Two decades later, the activist who has been in several government-appointed committees since, says that though there has been a huge leap in the awareness levels of both officials and citizens, when good cost-effective ideas exist, civic bodies must go ahead and start implementing them.
Over a decade since the MSWM Rules were notified, many of the recommendations relating to segregation, and disposal of waste, are waiting to be adopted.
“Starting tomorrow, the Chennai Corporation can start practising windrow stabilising of fresh waste on old levelled waste,” says Ms. Patel. “Bio-heat generated during the process kills bacteria which cause cholera, typhoid and kills weeding. The farmer who uses this compost saves on labour cost for de-weeding, which is quite high,” she says.

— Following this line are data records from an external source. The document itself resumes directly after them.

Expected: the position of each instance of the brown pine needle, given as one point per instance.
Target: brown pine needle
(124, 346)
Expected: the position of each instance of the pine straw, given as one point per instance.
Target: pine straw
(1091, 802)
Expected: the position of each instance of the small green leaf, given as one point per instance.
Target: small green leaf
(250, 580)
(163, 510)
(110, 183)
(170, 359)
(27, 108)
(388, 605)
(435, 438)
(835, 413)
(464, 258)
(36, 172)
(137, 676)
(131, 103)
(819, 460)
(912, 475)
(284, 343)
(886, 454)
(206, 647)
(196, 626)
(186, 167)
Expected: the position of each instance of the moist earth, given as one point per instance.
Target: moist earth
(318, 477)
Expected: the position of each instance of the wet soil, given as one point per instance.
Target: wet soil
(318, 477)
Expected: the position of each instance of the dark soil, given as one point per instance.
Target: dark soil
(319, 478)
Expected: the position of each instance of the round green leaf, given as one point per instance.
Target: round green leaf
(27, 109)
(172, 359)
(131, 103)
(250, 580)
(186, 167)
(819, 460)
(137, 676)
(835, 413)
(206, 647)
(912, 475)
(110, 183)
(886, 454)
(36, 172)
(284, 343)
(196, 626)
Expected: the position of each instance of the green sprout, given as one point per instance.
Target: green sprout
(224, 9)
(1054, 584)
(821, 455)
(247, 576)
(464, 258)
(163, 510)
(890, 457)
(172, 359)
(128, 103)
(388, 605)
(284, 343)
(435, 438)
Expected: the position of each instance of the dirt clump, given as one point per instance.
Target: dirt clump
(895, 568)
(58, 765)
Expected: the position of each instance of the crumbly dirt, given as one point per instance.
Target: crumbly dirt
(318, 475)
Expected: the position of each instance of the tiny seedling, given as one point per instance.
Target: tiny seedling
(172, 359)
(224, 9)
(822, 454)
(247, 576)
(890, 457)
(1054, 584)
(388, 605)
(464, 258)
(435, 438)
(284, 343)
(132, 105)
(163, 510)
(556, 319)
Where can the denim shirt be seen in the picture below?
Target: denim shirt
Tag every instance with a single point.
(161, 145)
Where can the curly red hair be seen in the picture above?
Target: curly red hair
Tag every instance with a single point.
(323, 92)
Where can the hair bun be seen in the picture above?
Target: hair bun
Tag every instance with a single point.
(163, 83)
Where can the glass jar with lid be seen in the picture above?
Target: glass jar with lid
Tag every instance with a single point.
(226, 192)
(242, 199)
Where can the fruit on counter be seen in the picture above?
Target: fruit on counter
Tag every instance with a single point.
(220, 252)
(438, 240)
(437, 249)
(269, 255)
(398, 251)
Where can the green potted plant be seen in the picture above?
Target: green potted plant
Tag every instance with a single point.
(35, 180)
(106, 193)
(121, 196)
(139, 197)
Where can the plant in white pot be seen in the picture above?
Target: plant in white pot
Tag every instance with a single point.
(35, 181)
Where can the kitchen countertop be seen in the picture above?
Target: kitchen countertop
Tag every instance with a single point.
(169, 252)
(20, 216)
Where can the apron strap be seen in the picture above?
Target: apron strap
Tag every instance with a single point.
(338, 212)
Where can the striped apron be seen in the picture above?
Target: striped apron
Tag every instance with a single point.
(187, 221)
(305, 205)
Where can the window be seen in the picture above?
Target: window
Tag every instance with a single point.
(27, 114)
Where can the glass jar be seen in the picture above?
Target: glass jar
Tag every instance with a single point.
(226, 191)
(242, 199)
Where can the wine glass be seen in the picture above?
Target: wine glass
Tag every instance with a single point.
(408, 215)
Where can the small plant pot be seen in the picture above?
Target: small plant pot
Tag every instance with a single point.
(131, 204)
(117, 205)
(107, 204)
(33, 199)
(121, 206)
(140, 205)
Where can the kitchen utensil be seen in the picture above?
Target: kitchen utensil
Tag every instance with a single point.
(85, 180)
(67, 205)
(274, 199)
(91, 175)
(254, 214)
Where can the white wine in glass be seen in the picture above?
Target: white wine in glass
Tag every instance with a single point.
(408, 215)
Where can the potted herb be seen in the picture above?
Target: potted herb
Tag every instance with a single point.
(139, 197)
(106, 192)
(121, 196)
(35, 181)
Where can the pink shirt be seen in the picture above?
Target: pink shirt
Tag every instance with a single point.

She suggests that instead of giving a tipping fee to the waste processor based on garbage intake for composting, an equivalent support price can be paid based on the amount of compost produced. “When the operator takes in more garbage than can be turned into compost, it ends up getting dumped untreated,” she says. The bio-methanation plant at Koyambedu market has failed to take off so far. “When there are good solutions conceptually, they should be made functional,” she says.
Citing examples of cities such as Suryapet, Warangal, Guntur and Visakhapatnam, which are striving to become zero waste cities, she says that if dry waste was sorted and sent for recycling, and unmixed wet waste for composting, there is little that will find its way to the landfills.
“Residents need to see the advantages of keeping their garbage unmixed. When a large housing colony sees that the compost they generate is going for their gardens, they will be motivated,” she assures.
“If all bulk generators of waste decide to manage their waste on site or give pure wet waste to farmers who are willing to compost it, the model can work. In Bangalore, the Pollution Control Board has permitted 20 tonnes an acre per year. Bangalore is setting up dry-waste collection centres in all wards,” she says.
Any city of any size can do it, she says. “It is a matter of administrative and political will.”